As things started to actually spill out of the programming—building-type by building-type,
sector by sector, state by state—we were beginning to realize that we had the whole country—
one large series of millions of life cycles—placed on the land, including all the jobs, the
taxation, the pollutants, for every region at every scalar area, country, state, city, zip code and
just about every business.
Now we needed to actually apply it. So we took what was now referred to as BaselineGreen™
and GreenBalance™ and realized that we could redirect some jobs on the table at our center.
Tony Gale and Lucia Athens in Seattle said “let’s try it” on the Seattle Justice Center, and
that building became an early application, as did the UT Health Science Center in
Houston, then the US Pentagon, and then one day someone at the federal level watching
the presentation Gail was making to The Pentagon team realized what we were doing—
he understood the ramifications, sort-of, and stated that if Vice President Gore was elected
President he would see to it that this became national policy. Well, the rest is history;
Gore did not get in, funding was gone from the EPA, we could not get enough clients that
understood what we were doing, nor the true implications, and things came gradually
to a grinding halt.
But let’s say history went our way—what could have happened? Every business’s inputs and
outputs of materials, money, energy, waste (air, water and land), out-products coordinated
with in-products, cradle-to-cradle, waste for food, economic verses environmental benefits,
jobs verses pollution—all spelled out. The big problem was: would the country do it? Would
anyone in position stand up and say, “Let’s really get our shit together”?

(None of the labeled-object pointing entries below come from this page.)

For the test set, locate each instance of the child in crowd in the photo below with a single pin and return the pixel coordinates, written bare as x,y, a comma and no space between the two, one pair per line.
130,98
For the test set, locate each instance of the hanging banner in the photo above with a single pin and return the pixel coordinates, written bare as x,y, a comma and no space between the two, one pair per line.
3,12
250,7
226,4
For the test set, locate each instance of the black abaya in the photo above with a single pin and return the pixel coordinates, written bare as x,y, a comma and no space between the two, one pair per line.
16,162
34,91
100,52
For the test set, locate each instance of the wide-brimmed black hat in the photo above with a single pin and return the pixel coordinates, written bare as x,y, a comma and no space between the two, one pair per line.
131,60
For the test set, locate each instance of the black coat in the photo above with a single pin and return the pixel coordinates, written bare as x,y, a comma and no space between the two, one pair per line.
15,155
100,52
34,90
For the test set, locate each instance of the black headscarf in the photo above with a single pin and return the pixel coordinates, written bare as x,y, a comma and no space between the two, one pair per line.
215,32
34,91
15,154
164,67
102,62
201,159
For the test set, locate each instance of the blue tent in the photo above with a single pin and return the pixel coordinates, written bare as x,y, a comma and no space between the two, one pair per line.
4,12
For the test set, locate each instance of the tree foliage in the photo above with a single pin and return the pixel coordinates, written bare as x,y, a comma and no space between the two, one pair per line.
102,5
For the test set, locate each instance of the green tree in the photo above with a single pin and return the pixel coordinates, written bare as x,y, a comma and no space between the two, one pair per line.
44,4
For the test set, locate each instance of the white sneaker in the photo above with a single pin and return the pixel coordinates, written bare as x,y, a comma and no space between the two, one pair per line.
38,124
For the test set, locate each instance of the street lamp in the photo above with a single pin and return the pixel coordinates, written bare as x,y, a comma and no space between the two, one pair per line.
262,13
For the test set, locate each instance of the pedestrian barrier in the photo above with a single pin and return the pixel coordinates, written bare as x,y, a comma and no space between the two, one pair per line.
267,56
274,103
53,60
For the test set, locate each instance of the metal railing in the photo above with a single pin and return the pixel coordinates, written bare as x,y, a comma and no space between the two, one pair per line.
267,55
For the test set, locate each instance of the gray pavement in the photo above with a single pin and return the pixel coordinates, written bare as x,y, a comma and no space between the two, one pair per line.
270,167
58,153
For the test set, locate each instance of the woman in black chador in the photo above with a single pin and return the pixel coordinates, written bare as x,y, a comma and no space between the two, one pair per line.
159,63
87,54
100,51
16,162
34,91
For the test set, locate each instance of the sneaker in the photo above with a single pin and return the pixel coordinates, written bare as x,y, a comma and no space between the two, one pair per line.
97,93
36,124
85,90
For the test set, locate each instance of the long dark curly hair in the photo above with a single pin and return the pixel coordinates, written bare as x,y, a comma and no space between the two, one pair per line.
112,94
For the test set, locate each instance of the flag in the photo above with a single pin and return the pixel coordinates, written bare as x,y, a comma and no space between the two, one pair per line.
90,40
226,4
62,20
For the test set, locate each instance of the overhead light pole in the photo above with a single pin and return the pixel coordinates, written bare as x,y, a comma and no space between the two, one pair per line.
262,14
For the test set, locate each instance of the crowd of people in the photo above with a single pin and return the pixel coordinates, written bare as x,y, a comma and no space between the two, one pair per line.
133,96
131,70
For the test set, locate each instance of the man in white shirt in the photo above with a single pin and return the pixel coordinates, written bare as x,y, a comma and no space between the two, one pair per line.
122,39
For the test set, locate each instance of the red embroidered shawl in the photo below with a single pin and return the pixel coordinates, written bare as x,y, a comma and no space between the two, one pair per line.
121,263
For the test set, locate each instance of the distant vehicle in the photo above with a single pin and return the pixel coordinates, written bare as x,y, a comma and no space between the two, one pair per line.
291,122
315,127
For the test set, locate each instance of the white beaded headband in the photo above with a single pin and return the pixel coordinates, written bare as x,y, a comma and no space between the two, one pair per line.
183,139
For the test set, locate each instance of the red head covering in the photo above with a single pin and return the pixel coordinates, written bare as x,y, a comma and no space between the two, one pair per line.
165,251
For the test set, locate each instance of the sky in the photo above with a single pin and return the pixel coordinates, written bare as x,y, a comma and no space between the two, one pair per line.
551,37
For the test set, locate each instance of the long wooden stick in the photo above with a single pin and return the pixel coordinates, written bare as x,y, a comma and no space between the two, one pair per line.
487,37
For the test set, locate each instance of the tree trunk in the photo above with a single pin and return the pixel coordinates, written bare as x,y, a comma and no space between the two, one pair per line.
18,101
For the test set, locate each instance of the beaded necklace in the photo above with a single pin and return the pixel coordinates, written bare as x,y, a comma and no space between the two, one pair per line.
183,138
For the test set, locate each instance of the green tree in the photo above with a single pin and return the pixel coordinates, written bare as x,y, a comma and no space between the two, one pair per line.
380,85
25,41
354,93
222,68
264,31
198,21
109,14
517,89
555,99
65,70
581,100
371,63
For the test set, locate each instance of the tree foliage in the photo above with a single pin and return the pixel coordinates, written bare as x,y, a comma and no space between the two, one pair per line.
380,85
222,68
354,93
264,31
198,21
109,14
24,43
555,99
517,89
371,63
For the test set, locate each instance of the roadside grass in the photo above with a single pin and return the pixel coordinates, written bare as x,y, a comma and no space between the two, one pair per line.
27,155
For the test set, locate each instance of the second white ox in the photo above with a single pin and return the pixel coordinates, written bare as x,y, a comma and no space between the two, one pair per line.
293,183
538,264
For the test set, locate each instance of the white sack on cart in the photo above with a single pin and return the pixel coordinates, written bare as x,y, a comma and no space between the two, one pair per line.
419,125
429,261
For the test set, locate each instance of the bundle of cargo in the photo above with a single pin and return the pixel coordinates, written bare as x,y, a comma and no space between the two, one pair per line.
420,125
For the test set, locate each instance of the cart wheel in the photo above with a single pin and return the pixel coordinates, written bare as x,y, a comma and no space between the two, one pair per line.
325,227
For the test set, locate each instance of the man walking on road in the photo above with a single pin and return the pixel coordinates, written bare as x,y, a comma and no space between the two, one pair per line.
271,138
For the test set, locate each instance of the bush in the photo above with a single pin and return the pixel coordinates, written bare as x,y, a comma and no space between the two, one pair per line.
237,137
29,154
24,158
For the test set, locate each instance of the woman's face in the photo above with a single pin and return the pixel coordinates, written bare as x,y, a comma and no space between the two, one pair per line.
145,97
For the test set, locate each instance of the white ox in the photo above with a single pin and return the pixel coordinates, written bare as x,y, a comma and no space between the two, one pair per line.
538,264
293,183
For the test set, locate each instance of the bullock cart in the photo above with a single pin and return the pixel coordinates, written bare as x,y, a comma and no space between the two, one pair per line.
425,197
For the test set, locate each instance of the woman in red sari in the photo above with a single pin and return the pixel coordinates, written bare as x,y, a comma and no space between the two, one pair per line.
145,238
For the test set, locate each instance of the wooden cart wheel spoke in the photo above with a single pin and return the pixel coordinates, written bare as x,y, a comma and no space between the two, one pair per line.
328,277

As I have presented what we did over those years, many folks are dumbfounded. Others
have criticized that you cannot plan the economy in this way. When I mention that this
could be the start of a new level of enterprise development well beyond eco-industrial-parks
(single-site industrial ecology models, such as those in Denmark), forming purposeful
business input/output relationships at a city-wide or regional level, others tell me that business
does not like to be planned by others. When I say that this is an approach that needs to
happen throughout the country, few understand what I mean.
Then I try to bring to the table what I call a closely akin procedure, that of flexible manufacturing
networks, once tried in the US as the original basis behind the CDC’s (Community
Development Corporations) and also borrowed from great successes in Europe; in my
mind, these chains of businesses can be linked in what could be purposefully derived
business-to-business life cycle relationships, helping to control life cycle by-product
contaminants through reuse in other regional industries, becoming more efficient overall.
But I am told that businesses in this country hide their inventories, hide their production
capabilities, their books etc. etc. It’s not part of our culture to do things at this level of
cooperation. My answer is that “but it’s happening anyway—it’s just a matter of who is
admitting it or who is saying it.” Look at Silicon Valley and the immense degree of
cooperation at all levels that takes place there—from shared protocols of all types to
financial cooperation to “instep manufacturing,” nearly the same cooperation that is
behind just-in-time manufacturing, or the auto industry or the computer industry or, or…
With the necessary tweaks the US business community could become large input/output coordinated
industrial ecosystems.
So what’s the problem? How serious are we? This is our country’s metabolism. This is
our home economics, our building ecology, and we are not thinking in strategic nor systemic
terms. With the richest database on earth, instead of thinking creatively, we think of
information in weird ways about weird things. We don’t seriously understand what it’s going
to take to create a sustainable future, including waste as a re-source.